Re: BUG #19438: segfault with temp_file_limit inside cursor

From: Tom Lane <tgl(at)sss(dot)pgh(dot)pa(dot)us>
To: kuzmin(dot)db4(at)gmail(dot)com
Cc: pgsql-bugs(at)lists(dot)postgresql(dot)org, David Rowley <dgrowleyml(at)gmail(dot)com>
Subject: Re: BUG #19438: segfault with temp_file_limit inside cursor
Date: 2026-03-27 01:02:51
Message-ID: 1106026.1774573371@sss.pgh.pa.us
Views: Whole Thread | Raw Message | Download mbox | Resend email
Thread:
Lists: pgsql-bugs

PG Bug reporting form <noreply(at)postgresql(dot)org> writes:
> I experimented with setting temp_file_limit within a cursor and discovered a
> segmentation fault under certain circumstances.
> The issue exist in the current minors of 14 and 15 (14.22 and 15.17), but I
> was unable to reproduce it in version 16 or higher.

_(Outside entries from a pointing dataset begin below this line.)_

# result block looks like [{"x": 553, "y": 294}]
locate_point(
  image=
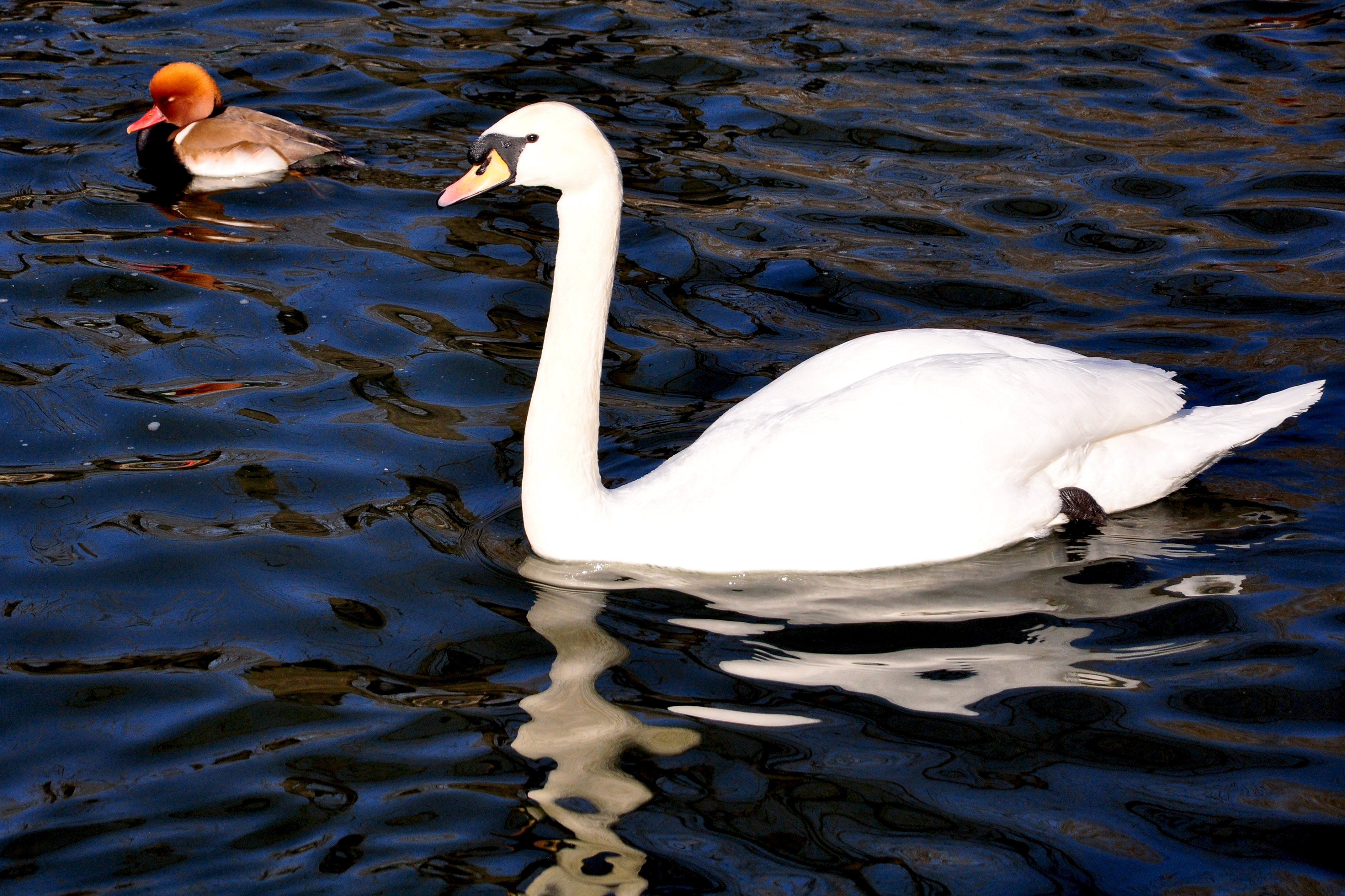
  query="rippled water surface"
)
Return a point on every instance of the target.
[{"x": 283, "y": 643}]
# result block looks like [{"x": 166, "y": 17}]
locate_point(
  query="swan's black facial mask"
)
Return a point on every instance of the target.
[
  {"x": 496, "y": 164},
  {"x": 509, "y": 148}
]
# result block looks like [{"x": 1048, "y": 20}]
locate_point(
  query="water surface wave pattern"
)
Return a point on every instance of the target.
[{"x": 268, "y": 623}]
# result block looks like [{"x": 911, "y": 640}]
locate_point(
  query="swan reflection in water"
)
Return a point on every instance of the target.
[
  {"x": 586, "y": 737},
  {"x": 1054, "y": 577}
]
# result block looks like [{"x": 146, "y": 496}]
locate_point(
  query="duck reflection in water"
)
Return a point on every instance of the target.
[{"x": 586, "y": 737}]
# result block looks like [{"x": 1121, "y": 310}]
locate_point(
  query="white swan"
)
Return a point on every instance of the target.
[{"x": 895, "y": 449}]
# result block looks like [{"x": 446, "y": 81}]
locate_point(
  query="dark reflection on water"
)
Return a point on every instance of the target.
[{"x": 278, "y": 643}]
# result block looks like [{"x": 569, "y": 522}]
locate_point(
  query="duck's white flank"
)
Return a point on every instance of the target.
[{"x": 895, "y": 449}]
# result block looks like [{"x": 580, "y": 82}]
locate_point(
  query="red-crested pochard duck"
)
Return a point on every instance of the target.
[{"x": 190, "y": 129}]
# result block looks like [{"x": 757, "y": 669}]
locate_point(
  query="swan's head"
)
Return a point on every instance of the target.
[{"x": 548, "y": 144}]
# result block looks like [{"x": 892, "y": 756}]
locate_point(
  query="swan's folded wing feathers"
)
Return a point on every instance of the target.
[
  {"x": 966, "y": 422},
  {"x": 861, "y": 358}
]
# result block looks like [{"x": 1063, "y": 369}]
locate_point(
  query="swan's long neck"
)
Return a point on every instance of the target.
[{"x": 563, "y": 495}]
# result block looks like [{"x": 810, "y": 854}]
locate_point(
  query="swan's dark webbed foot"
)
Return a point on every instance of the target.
[{"x": 1081, "y": 507}]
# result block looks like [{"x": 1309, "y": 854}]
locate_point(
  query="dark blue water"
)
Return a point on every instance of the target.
[{"x": 279, "y": 644}]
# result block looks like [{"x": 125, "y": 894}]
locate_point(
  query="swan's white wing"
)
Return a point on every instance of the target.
[
  {"x": 925, "y": 461},
  {"x": 868, "y": 355}
]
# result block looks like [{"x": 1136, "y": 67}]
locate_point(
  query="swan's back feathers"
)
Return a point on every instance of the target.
[
  {"x": 868, "y": 355},
  {"x": 960, "y": 440}
]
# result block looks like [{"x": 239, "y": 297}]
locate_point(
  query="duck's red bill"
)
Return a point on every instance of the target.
[
  {"x": 147, "y": 120},
  {"x": 494, "y": 172}
]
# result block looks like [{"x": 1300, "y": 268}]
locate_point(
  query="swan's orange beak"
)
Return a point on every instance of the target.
[
  {"x": 493, "y": 172},
  {"x": 147, "y": 120}
]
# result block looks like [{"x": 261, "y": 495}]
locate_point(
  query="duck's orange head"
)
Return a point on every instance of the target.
[{"x": 183, "y": 93}]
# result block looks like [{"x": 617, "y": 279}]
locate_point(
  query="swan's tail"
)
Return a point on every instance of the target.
[{"x": 1142, "y": 466}]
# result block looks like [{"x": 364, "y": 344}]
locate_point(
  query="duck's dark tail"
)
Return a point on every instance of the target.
[{"x": 334, "y": 159}]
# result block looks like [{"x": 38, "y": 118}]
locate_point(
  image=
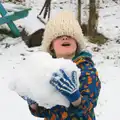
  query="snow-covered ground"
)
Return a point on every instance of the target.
[{"x": 107, "y": 62}]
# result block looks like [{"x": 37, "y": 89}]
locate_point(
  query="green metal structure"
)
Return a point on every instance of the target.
[{"x": 9, "y": 17}]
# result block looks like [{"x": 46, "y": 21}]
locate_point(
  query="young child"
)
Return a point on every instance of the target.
[{"x": 63, "y": 37}]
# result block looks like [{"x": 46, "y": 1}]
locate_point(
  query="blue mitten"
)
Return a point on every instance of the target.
[
  {"x": 29, "y": 101},
  {"x": 66, "y": 86}
]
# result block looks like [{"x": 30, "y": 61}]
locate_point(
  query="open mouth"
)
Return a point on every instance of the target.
[{"x": 66, "y": 44}]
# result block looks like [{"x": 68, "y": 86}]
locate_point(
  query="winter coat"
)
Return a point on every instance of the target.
[{"x": 90, "y": 86}]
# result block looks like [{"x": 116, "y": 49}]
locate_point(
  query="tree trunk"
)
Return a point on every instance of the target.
[
  {"x": 79, "y": 11},
  {"x": 93, "y": 18}
]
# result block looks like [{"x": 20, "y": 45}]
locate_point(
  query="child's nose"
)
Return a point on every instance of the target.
[{"x": 65, "y": 38}]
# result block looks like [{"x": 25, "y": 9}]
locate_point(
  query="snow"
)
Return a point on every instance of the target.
[{"x": 13, "y": 50}]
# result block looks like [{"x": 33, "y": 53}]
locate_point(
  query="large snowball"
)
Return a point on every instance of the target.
[{"x": 34, "y": 74}]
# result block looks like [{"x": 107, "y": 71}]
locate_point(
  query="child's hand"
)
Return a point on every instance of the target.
[
  {"x": 65, "y": 85},
  {"x": 29, "y": 101}
]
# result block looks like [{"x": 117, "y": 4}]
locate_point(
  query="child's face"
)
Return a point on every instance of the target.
[{"x": 64, "y": 46}]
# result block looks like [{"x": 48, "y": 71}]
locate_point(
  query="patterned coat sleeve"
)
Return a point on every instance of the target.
[{"x": 89, "y": 88}]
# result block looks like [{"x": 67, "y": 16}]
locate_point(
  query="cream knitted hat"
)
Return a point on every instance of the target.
[{"x": 64, "y": 23}]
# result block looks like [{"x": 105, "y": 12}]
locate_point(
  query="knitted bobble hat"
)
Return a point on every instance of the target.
[{"x": 64, "y": 23}]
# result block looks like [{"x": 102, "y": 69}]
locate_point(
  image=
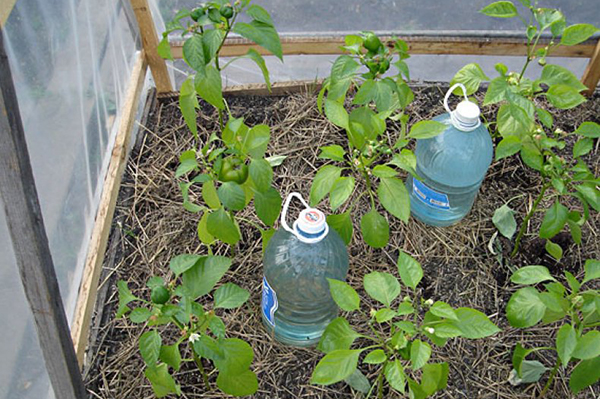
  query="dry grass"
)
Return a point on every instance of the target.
[{"x": 151, "y": 227}]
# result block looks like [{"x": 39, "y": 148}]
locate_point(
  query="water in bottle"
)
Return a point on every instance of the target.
[
  {"x": 451, "y": 166},
  {"x": 296, "y": 302}
]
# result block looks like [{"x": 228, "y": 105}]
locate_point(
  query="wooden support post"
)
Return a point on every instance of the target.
[
  {"x": 591, "y": 76},
  {"x": 158, "y": 66},
  {"x": 30, "y": 243},
  {"x": 110, "y": 190}
]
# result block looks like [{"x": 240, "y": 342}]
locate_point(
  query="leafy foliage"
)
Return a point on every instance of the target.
[
  {"x": 402, "y": 341},
  {"x": 577, "y": 339},
  {"x": 368, "y": 156},
  {"x": 527, "y": 130}
]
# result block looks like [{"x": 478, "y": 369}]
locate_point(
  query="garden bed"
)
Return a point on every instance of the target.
[{"x": 151, "y": 226}]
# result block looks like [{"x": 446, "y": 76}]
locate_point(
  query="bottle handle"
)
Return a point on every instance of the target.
[
  {"x": 285, "y": 208},
  {"x": 449, "y": 92}
]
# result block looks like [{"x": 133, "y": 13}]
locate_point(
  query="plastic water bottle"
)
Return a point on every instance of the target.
[
  {"x": 451, "y": 165},
  {"x": 296, "y": 302}
]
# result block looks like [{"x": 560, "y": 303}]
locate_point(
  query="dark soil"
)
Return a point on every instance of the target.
[{"x": 151, "y": 227}]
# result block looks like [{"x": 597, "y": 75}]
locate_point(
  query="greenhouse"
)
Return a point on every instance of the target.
[{"x": 299, "y": 199}]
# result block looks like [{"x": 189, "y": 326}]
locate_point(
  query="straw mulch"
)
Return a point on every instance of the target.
[{"x": 151, "y": 227}]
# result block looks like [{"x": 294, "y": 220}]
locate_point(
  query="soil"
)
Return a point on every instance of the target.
[{"x": 151, "y": 226}]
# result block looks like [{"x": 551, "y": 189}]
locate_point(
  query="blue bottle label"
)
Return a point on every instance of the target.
[
  {"x": 430, "y": 197},
  {"x": 269, "y": 302}
]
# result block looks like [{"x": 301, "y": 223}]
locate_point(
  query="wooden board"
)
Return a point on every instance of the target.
[
  {"x": 108, "y": 200},
  {"x": 158, "y": 66},
  {"x": 30, "y": 244},
  {"x": 324, "y": 45}
]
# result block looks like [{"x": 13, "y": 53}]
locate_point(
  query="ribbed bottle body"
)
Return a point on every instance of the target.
[
  {"x": 297, "y": 304},
  {"x": 452, "y": 166}
]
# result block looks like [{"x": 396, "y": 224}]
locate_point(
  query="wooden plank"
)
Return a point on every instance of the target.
[
  {"x": 30, "y": 244},
  {"x": 158, "y": 66},
  {"x": 108, "y": 200},
  {"x": 591, "y": 76},
  {"x": 463, "y": 45}
]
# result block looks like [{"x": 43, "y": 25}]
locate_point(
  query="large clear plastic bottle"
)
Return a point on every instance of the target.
[
  {"x": 451, "y": 165},
  {"x": 296, "y": 302}
]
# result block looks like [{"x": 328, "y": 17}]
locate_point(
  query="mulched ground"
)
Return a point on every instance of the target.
[{"x": 151, "y": 226}]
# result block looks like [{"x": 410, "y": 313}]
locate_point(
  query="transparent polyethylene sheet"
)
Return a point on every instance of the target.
[{"x": 71, "y": 61}]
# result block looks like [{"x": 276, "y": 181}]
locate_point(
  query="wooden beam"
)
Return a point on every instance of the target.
[
  {"x": 110, "y": 189},
  {"x": 158, "y": 66},
  {"x": 591, "y": 76},
  {"x": 30, "y": 244},
  {"x": 459, "y": 45}
]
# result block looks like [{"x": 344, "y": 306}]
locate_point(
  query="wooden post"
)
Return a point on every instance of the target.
[
  {"x": 157, "y": 65},
  {"x": 26, "y": 227},
  {"x": 591, "y": 76}
]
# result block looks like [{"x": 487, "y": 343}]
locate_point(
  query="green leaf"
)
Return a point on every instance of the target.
[
  {"x": 193, "y": 53},
  {"x": 585, "y": 374},
  {"x": 337, "y": 335},
  {"x": 500, "y": 9},
  {"x": 410, "y": 270},
  {"x": 220, "y": 225},
  {"x": 473, "y": 324},
  {"x": 140, "y": 315},
  {"x": 471, "y": 75},
  {"x": 525, "y": 308},
  {"x": 420, "y": 352},
  {"x": 342, "y": 224},
  {"x": 201, "y": 279},
  {"x": 210, "y": 195},
  {"x": 577, "y": 33},
  {"x": 162, "y": 382},
  {"x": 375, "y": 229},
  {"x": 554, "y": 74},
  {"x": 566, "y": 341},
  {"x": 513, "y": 121},
  {"x": 394, "y": 375},
  {"x": 554, "y": 250},
  {"x": 564, "y": 97},
  {"x": 323, "y": 182},
  {"x": 582, "y": 147},
  {"x": 336, "y": 113},
  {"x": 268, "y": 205},
  {"x": 442, "y": 309},
  {"x": 504, "y": 220},
  {"x": 232, "y": 196},
  {"x": 426, "y": 129},
  {"x": 588, "y": 346},
  {"x": 508, "y": 146},
  {"x": 344, "y": 295},
  {"x": 210, "y": 88},
  {"x": 170, "y": 354},
  {"x": 333, "y": 152},
  {"x": 529, "y": 275},
  {"x": 376, "y": 356},
  {"x": 230, "y": 296},
  {"x": 554, "y": 220},
  {"x": 340, "y": 191},
  {"x": 496, "y": 91},
  {"x": 150, "y": 343},
  {"x": 241, "y": 383},
  {"x": 589, "y": 129},
  {"x": 435, "y": 377},
  {"x": 261, "y": 174},
  {"x": 394, "y": 197},
  {"x": 182, "y": 263},
  {"x": 382, "y": 287},
  {"x": 335, "y": 367},
  {"x": 188, "y": 102},
  {"x": 261, "y": 33},
  {"x": 592, "y": 270}
]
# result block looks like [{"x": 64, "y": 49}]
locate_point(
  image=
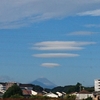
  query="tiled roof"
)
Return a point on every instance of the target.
[
  {"x": 26, "y": 92},
  {"x": 84, "y": 92}
]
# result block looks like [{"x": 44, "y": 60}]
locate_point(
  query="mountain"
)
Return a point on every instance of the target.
[{"x": 43, "y": 82}]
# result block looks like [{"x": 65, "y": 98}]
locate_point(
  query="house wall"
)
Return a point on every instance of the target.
[
  {"x": 97, "y": 85},
  {"x": 83, "y": 96}
]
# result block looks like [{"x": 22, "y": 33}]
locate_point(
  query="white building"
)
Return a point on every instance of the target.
[
  {"x": 52, "y": 95},
  {"x": 97, "y": 85},
  {"x": 83, "y": 95}
]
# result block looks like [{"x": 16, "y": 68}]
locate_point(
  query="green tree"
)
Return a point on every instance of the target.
[{"x": 13, "y": 90}]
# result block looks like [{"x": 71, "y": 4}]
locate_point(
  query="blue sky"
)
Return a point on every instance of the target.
[{"x": 58, "y": 40}]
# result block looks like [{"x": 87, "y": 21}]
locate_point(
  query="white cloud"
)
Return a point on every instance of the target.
[
  {"x": 92, "y": 25},
  {"x": 61, "y": 45},
  {"x": 91, "y": 13},
  {"x": 18, "y": 13},
  {"x": 55, "y": 55},
  {"x": 5, "y": 78},
  {"x": 82, "y": 33},
  {"x": 50, "y": 65}
]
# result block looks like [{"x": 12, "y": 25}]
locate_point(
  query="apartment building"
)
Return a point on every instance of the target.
[{"x": 97, "y": 85}]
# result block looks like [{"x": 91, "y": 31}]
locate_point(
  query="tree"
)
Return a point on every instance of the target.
[{"x": 13, "y": 90}]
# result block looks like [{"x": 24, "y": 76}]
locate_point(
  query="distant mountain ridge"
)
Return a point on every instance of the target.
[{"x": 43, "y": 82}]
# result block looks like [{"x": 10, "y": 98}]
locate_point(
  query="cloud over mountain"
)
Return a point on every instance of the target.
[{"x": 16, "y": 14}]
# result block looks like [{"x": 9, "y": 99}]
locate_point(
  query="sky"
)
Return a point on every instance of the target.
[{"x": 55, "y": 39}]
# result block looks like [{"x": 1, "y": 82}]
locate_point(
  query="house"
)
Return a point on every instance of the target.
[
  {"x": 59, "y": 94},
  {"x": 25, "y": 86},
  {"x": 33, "y": 92},
  {"x": 2, "y": 87},
  {"x": 52, "y": 95},
  {"x": 26, "y": 93},
  {"x": 83, "y": 95}
]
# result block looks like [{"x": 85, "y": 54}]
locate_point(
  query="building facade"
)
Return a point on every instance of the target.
[{"x": 97, "y": 85}]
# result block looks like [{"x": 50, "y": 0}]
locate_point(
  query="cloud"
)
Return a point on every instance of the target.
[
  {"x": 55, "y": 55},
  {"x": 50, "y": 65},
  {"x": 20, "y": 13},
  {"x": 92, "y": 25},
  {"x": 5, "y": 78},
  {"x": 61, "y": 45},
  {"x": 82, "y": 33},
  {"x": 90, "y": 13}
]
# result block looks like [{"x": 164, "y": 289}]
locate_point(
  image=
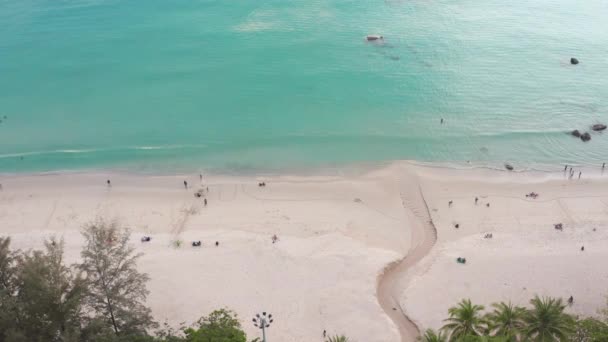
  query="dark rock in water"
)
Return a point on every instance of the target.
[{"x": 373, "y": 37}]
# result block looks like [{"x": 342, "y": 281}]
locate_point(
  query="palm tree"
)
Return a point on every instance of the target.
[
  {"x": 506, "y": 320},
  {"x": 465, "y": 319},
  {"x": 547, "y": 321},
  {"x": 431, "y": 336},
  {"x": 337, "y": 338}
]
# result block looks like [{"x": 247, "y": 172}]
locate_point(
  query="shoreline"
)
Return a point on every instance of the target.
[
  {"x": 345, "y": 170},
  {"x": 338, "y": 235}
]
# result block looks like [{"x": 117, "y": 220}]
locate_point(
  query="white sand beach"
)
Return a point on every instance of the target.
[{"x": 336, "y": 237}]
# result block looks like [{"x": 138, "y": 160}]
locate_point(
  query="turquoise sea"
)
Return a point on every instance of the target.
[{"x": 264, "y": 85}]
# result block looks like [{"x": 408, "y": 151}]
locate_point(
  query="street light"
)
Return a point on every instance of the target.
[{"x": 262, "y": 321}]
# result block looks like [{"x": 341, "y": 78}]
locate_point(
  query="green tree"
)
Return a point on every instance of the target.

> To reproduce, simply run the following code.

> begin;
> declare cur1 cursor for select c, c c2 from generate_series(0, 1000000)
> x(c) order by c;
> \o /dev/null
> fetch all from cur1;
> set temp_file_limit TO '1MB';
> fetch backward all from cur1;
> rollback ;

Many thanks for the report! I confirm your results that this fails
in v14 and v15 but not later branches. However, I'm quite mystified
why v16 and v17 don't fail. The attached patch fixes it in v15,
and I think we need to apply it to all branches.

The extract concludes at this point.